Federal low income home loans and programs can help those that cannot afford a traditional mortgage an opportunity to be a homeowner. There is the perception that owning your house is better than renting. With most mortgage lenders, you are made to believe that renting is a waste of money. It is true that owning your house can make you feel safe and you will have something to leave behind for your children; however, you need to think carefully before you decide if getting a loan to buy a house is a wise move for you and your family. The federal government has a scheme called the federal low income home loans. You might think that this is free money but you will be mistaken. In an effort to stimulate the economy, the US government has been encouraging people to invest in homes. That is because buying a house means spending money in various sectors of the economy.

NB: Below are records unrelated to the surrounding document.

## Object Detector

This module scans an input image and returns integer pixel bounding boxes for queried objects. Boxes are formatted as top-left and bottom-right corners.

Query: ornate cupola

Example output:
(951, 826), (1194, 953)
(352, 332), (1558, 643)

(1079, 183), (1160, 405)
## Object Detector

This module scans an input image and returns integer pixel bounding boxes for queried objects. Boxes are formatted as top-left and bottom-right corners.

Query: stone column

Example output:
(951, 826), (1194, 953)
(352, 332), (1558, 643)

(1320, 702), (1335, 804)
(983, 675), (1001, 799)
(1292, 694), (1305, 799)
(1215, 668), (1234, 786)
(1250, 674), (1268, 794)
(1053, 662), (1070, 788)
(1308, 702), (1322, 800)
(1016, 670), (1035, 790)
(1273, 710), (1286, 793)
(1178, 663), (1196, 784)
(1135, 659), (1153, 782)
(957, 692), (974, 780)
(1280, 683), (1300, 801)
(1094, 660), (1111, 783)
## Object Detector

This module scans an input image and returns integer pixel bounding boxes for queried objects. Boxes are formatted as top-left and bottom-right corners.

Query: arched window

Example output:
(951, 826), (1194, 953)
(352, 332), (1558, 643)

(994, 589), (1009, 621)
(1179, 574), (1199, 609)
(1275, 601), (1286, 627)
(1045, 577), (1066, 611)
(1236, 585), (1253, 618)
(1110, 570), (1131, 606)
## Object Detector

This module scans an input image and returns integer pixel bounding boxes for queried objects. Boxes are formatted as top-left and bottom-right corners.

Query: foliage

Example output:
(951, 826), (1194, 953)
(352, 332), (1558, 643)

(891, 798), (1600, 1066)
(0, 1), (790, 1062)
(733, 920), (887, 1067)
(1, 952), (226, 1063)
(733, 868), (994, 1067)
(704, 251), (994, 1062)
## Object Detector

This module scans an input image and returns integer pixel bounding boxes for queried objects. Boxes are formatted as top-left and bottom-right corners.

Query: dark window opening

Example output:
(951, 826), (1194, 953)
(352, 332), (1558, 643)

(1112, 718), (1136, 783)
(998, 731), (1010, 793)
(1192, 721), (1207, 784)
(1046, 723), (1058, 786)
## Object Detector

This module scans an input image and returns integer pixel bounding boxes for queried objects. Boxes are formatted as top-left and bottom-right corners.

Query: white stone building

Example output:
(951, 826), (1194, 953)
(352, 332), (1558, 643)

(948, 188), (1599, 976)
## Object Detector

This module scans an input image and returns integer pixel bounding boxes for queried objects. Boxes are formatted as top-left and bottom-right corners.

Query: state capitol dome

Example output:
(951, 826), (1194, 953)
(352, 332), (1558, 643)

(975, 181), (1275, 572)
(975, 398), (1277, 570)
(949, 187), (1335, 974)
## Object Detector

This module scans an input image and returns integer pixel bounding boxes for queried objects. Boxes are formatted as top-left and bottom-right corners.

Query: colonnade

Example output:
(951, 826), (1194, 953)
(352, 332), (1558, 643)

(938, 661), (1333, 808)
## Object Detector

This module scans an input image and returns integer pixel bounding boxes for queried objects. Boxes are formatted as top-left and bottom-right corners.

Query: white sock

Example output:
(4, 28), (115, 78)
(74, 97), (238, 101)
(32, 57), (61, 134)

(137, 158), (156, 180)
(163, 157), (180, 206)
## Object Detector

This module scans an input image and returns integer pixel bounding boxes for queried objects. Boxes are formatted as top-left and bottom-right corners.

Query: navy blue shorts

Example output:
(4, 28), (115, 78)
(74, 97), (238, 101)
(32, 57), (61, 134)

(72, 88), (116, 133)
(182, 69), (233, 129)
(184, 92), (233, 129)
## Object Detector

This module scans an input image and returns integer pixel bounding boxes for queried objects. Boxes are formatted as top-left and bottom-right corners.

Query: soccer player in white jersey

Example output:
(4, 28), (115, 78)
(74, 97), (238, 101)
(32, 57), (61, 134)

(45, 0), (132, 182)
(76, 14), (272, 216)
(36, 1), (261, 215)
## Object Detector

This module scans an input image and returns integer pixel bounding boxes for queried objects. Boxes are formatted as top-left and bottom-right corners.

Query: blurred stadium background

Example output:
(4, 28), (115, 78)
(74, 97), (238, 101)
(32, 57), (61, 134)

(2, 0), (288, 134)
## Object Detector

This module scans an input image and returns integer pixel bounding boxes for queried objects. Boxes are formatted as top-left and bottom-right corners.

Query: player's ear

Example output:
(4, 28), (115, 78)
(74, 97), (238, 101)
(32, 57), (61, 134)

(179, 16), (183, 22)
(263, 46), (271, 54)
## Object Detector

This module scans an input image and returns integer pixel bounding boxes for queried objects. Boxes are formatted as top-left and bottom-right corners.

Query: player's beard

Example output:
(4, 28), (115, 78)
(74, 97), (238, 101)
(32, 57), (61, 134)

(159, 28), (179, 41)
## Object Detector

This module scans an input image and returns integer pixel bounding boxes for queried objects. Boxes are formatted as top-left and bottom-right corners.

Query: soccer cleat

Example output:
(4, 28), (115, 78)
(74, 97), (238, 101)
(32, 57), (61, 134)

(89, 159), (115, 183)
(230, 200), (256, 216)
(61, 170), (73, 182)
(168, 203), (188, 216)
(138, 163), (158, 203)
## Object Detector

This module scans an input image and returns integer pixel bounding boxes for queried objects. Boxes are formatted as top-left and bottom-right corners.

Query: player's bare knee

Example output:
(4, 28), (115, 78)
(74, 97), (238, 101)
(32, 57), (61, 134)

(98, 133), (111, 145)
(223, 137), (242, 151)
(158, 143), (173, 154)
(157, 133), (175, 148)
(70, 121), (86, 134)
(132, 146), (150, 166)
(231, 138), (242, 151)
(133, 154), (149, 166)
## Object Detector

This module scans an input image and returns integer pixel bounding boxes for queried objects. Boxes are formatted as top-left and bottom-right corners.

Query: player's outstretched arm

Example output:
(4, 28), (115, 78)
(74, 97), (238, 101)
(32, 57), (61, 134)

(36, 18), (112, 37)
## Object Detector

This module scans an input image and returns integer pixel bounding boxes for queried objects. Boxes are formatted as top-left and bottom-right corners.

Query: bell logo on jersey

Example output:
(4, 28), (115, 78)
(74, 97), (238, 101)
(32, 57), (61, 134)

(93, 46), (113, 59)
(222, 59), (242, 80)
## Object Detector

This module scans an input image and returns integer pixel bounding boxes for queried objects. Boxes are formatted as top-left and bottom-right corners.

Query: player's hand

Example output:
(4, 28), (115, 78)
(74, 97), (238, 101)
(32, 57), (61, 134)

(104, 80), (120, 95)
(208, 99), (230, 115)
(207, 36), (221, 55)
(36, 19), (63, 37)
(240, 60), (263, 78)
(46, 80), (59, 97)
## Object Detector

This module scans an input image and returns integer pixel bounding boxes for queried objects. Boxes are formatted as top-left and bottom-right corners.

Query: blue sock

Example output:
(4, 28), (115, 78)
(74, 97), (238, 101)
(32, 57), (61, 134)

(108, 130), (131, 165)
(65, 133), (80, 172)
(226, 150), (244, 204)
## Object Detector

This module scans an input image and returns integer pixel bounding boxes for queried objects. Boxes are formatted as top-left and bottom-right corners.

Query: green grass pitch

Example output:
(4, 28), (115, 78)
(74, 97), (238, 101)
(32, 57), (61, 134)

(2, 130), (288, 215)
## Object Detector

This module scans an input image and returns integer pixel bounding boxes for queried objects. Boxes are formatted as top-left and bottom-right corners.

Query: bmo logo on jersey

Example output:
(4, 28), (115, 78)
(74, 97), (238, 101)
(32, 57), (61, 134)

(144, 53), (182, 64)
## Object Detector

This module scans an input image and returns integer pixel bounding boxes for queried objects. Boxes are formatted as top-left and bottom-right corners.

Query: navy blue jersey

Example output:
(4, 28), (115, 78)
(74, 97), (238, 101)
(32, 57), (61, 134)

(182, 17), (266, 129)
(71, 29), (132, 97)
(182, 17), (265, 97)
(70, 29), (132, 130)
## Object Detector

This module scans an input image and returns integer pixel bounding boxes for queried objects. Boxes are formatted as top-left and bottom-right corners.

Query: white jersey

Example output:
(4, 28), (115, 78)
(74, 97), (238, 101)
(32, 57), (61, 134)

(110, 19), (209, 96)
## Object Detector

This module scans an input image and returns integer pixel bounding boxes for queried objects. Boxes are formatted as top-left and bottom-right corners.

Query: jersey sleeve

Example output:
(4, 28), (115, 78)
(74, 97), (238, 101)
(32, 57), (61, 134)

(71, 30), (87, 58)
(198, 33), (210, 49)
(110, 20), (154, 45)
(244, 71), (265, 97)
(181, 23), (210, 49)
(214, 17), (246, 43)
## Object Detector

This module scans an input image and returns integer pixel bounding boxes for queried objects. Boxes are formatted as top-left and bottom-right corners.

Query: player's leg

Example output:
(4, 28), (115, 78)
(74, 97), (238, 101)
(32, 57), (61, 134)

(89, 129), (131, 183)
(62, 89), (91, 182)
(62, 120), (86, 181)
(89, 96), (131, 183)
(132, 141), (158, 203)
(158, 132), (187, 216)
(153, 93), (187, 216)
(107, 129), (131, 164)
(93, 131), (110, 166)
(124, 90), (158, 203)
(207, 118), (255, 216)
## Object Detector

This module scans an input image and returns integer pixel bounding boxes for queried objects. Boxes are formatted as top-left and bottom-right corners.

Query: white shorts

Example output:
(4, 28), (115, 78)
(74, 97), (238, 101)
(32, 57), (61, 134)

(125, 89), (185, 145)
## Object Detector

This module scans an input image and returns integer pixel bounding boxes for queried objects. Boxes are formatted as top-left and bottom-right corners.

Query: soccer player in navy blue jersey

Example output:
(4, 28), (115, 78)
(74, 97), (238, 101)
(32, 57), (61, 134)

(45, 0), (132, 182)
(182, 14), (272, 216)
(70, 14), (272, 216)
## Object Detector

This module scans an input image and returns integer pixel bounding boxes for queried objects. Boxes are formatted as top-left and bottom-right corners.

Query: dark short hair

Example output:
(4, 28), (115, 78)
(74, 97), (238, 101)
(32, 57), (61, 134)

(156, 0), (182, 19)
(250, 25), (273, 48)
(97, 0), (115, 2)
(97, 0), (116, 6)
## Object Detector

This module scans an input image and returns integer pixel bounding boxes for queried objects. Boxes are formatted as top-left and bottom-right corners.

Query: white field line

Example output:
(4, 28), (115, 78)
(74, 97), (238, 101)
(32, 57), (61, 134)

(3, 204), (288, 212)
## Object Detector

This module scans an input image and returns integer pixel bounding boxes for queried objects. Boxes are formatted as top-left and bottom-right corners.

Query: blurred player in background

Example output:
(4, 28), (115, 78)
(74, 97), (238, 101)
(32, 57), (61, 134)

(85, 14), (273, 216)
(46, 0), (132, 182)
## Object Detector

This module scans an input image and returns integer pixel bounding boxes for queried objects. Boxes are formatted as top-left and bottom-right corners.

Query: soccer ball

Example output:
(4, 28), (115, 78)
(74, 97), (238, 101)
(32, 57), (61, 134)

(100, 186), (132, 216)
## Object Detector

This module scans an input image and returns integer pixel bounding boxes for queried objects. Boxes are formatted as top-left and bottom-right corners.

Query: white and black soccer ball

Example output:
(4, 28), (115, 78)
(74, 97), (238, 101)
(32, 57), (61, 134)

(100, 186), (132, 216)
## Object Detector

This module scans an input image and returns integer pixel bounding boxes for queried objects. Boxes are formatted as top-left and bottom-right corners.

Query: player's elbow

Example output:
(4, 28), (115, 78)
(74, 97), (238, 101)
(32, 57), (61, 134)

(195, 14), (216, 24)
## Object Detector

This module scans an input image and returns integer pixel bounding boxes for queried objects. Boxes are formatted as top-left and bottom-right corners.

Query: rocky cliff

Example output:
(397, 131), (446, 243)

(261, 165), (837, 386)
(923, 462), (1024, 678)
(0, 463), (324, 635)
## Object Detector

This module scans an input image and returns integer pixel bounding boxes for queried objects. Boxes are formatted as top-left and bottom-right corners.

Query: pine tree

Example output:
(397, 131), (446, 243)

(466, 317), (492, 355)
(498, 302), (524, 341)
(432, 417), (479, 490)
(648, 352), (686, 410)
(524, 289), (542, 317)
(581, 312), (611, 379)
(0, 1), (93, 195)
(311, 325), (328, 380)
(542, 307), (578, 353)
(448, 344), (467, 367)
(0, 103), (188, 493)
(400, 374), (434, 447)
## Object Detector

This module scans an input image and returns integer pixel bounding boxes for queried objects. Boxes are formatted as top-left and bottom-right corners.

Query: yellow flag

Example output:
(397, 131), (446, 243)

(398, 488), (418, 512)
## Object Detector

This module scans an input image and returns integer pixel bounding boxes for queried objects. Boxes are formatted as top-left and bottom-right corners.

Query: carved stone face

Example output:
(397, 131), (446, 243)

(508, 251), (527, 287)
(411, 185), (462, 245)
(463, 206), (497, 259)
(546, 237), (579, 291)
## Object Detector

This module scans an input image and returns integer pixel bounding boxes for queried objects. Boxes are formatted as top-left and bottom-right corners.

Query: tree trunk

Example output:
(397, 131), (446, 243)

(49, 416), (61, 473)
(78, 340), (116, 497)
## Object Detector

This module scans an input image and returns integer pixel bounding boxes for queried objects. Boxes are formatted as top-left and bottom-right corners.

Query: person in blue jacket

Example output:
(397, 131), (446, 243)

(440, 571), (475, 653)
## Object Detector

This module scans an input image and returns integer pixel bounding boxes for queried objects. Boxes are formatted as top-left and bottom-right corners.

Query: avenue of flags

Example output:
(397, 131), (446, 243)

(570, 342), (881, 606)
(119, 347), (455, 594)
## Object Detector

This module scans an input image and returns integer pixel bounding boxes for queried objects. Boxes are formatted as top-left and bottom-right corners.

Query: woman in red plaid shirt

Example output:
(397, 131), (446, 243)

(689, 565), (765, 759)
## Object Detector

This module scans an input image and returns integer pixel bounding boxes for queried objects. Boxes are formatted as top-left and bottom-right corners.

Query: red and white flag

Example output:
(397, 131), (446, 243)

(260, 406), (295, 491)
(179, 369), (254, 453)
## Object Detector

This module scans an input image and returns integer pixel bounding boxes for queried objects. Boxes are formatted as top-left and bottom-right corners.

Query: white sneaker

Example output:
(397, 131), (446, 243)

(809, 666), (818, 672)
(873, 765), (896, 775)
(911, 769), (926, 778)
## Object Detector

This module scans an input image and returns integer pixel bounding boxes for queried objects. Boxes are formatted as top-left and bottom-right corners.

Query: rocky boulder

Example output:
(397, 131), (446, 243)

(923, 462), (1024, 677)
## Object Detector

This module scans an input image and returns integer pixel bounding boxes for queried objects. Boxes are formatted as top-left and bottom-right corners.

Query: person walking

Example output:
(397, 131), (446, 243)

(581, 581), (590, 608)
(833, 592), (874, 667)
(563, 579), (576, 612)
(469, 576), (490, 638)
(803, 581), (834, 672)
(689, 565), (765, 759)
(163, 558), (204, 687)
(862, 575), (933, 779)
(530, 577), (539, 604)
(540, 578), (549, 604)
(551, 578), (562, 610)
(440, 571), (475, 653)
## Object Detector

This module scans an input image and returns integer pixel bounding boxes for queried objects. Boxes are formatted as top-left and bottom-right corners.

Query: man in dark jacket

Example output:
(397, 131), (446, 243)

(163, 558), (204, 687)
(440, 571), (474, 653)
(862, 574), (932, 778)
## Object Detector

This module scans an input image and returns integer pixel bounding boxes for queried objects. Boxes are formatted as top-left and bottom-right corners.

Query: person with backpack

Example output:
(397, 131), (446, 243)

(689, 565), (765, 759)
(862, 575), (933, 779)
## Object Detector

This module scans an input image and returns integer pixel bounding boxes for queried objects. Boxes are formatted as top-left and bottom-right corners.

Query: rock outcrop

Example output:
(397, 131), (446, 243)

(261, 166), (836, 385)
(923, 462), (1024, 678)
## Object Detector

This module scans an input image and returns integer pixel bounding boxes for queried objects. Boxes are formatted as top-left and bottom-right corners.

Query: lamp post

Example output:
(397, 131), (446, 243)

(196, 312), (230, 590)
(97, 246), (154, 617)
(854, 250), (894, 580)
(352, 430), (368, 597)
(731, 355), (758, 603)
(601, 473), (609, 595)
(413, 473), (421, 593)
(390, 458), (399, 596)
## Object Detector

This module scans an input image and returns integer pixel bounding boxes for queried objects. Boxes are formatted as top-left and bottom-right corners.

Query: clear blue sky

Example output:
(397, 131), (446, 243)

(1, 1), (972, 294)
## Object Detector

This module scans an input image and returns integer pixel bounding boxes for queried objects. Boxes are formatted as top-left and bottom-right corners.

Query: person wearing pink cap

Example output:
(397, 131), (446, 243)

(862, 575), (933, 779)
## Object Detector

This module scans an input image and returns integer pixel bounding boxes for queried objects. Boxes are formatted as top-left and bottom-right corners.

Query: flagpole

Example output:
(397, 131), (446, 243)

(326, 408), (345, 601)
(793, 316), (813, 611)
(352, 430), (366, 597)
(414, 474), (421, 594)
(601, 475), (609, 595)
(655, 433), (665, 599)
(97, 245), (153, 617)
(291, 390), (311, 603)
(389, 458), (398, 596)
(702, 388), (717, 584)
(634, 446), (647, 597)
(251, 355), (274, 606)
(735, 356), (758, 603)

Interest Rates – Credit Scores
Being a low income family doesn’t mean you will not be able to get loans to enter the mortgage market. However, a lot will depend on your current salary, your credit rating, the current interest rate and also the amount of down payment you will be able to make. The federal government low income home loans are a way to get money from banks with government guarantees. The most important thing for everyone interested in owning a home is to make sure you understand a simple fact, how much can you afford? This is an important question because you might end up buying a house you cannot afford and finally losing your house and ending up with the very bad credit rating. The easy way to calculate how much you can spend on a house is adding up all your gross income and subtracting all your monthly expenditures.
Looking at Numbers
Before you start doing anything, you will do well to go to the ginniemae.gov website. This website is very convenient and will allow those interested in low income home loans to get an overview of how much they can afford. The site is quite intuitive and it allows you to add your yearly income, your monthly credit card payments, car payments, and other monthly obligations you might have. For example, if you earn $30,000 per year, the above-mentioned site will give you an estimate of $95,000 as the amount of loan you may receive towards buying a home. This will leave you with a monthly mortgage of $700 that will be spread over the course of many years. This will also take into consideration the down payment of $3000 and other legal extra charges that will go into processing your home loans. FHA, USDA, and some others are good places to start.
When you take a look at the simplified overview above, you will realize that the federal low income home loans don’t guarantee that you will be able to afford the home of your dreams. Nevertheless, for those willing to take the risk, looking into this federal government low income home loans initiative can be worth doing.